Lewis Lanier ’75 was an undergraduate at Virginia Tech when he took the virology class with Robert C. Bates that would change his career path.

“I can still remember the sunshine coming in the room and him lecturing that day,” Lanier said in an interview with the American Association of Immunologists. “And what he told us in that lecture was if you take an adult mouse and infect it with this virus, the mouse becomes sick and paralyzed.

“But if you inject that same virus into a newborn baby mouse, everything is fine. The virus infects the mouse for life, but it never causes any damage.”

It was a life-changing realization. Lanier had been set on becoming a microbiologist. But that quirk of virology — the ability to introduce a virus and induce tolerance to its effects — caught his attention. And it has kept his attention for nearly 50 years.

Lanier will deliver the next Maury Strauss Distinguished Public Lecture at 5 p.m. Thursday, April 16, at the Fralin Biomedical Research Institute at VTC in Roanoke. His talk, “Immune Recognition of Viruses and Cancer – A Five-Decade Quest,” will outline a key discovery of how an immune cell type recognizes threats and how those discoveries are revolutionizing cancer treatment.

“Essentially, 99 percent of what we know about immunology has been discovered since I was an undergraduate,” Lanier said in an interview published by the University of California, San Francisco, where he is a professor and chair emeritus of the Department of Microbiology and Immunology.

“Dr. Lanier is internationally recognized for discovering how natural killer cells in our immune system detect and fight cancer, laying the groundwork for modern immunotherapy treatments,” said Michael Friedlander, executive director of the Fralin Biomedical Research Institute at VTC and vice president of health sciences and technology at Virginia Tech. “This is an opportunity for our community to hear from one of our own colleagues at the forefront of cancer research whose work has expanded how we understand the disease and might better treat it.”

By the late 1970s and early 1980s, immunology — the study of how the body detects and defends against infection — was expanding rapidly. Scientists had only recently made key discoveries that would shape the field, including how to create monoclonal antibodies, how T cells recognize and attack infected and abnormal cells, and the first identification of natural killer cells.

In 1983, when natural killer cells were still considered a subset of T cells, Lanier published his first paper identifying them by their expression of the CD16 Fc receptor, a surface receptor that binds antibodies.

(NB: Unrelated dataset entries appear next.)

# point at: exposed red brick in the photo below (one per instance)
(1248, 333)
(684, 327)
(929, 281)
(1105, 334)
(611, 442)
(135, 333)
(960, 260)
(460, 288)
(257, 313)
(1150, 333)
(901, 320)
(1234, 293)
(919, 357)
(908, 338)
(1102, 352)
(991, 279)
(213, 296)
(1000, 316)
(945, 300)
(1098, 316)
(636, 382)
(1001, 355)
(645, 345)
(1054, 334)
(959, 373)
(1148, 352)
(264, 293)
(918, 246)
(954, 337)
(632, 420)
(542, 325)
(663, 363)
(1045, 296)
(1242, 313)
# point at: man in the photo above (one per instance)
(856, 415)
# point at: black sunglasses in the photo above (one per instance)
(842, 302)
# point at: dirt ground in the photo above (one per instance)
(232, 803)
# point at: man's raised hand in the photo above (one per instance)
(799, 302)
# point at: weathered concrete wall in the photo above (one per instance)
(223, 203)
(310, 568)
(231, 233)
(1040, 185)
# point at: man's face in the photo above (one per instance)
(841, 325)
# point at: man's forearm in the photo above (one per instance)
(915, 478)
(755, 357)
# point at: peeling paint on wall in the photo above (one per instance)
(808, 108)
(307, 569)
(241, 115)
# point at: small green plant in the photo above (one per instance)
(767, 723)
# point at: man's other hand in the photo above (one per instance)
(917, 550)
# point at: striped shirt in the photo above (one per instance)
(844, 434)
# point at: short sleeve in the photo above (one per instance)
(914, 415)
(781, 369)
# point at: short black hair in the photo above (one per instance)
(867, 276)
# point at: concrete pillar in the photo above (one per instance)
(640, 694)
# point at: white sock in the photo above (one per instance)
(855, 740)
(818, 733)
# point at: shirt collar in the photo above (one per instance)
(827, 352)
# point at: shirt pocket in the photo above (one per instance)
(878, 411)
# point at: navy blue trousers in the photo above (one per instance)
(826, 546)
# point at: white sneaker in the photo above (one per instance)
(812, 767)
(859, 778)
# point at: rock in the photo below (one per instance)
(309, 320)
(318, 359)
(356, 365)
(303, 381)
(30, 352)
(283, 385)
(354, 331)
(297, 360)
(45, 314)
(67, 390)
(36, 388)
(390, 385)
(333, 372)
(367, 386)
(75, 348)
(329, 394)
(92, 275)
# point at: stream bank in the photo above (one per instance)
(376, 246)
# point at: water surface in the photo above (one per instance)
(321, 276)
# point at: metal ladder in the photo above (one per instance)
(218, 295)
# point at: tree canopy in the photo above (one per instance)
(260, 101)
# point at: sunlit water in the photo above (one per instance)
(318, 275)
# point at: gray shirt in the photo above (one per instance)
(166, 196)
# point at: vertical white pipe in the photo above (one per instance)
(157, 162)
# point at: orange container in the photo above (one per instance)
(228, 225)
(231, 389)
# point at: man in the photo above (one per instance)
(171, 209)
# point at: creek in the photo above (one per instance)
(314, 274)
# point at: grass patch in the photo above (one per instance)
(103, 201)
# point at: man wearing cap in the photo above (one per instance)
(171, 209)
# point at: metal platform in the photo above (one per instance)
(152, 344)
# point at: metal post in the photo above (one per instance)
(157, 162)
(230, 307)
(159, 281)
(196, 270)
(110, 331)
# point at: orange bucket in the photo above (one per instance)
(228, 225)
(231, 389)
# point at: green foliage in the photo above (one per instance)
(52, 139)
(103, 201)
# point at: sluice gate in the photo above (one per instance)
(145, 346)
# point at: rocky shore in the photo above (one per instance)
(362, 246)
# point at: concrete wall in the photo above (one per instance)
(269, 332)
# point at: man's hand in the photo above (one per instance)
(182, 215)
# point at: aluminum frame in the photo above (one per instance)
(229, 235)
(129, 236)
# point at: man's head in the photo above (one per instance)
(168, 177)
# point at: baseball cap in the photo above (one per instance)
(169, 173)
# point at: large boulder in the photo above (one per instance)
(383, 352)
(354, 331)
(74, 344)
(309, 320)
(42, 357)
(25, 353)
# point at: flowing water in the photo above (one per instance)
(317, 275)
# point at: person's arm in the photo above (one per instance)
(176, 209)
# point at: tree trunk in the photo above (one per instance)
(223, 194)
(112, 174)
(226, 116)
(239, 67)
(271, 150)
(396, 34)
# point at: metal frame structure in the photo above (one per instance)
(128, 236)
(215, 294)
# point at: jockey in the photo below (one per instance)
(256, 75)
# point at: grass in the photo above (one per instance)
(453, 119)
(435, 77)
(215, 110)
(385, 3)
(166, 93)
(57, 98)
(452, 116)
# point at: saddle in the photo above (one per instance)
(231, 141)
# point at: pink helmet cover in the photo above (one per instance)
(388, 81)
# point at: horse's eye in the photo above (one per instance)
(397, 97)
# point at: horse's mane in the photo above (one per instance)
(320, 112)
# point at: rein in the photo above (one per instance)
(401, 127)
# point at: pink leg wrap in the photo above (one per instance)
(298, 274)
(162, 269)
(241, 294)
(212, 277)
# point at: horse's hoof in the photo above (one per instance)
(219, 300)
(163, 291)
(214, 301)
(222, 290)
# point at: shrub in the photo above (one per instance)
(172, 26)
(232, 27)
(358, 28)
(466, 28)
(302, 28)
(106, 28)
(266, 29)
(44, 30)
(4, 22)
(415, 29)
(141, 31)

Most immunology researchers had yet to fully accept that natural killer cells were a distinct cell type.

Lanier had to convince them otherwise. Nearly 50 years later, he estimates that more than 30 biotech companies are focused on natural killer cell therapies.

“To watch my team go from curing mice by treating them with antibodies in 1975, to seeing it work in people, the last 40 years has been the golden age of immunology,” Lanier said.

Natural killer cells are being engineered to attack brain tumors, hepatitis B, cytomegalovirus, and cancers that have learned to evade T cell surveillance.

“Right now, we only cure about 20 percent of those who receive therapies. The question now is, how do we raise that to 80 percent or 90 percent?” Lanier said. “With the amount of energy and money put into the field, I’m sure it will only make it better.”

Lanier was elected to the National Academy of Sciences in 2010, the American Academy of Arts and Sciences in 2011, and served as president of the American Association of Immunologists from 2006-07. He was inducted into Virginia Tech’s College of Science Hall of Distinction in 2023 and is a member of the university’s Legacy Society.

The lecture is free and open to the public, with a reception at 5 p.m. and presentation at 5:30 p.m. on Thursday, April 16, at the Fralin Biomedical Research Institute at 2 Riverside Circle in Roanoke. It will also be livestreamed.

The lecture series is named for Maury Strauss, a Roanoke philanthropist and businessman who supported biomedical research with the goal of energizing the local economy and improving quality of life.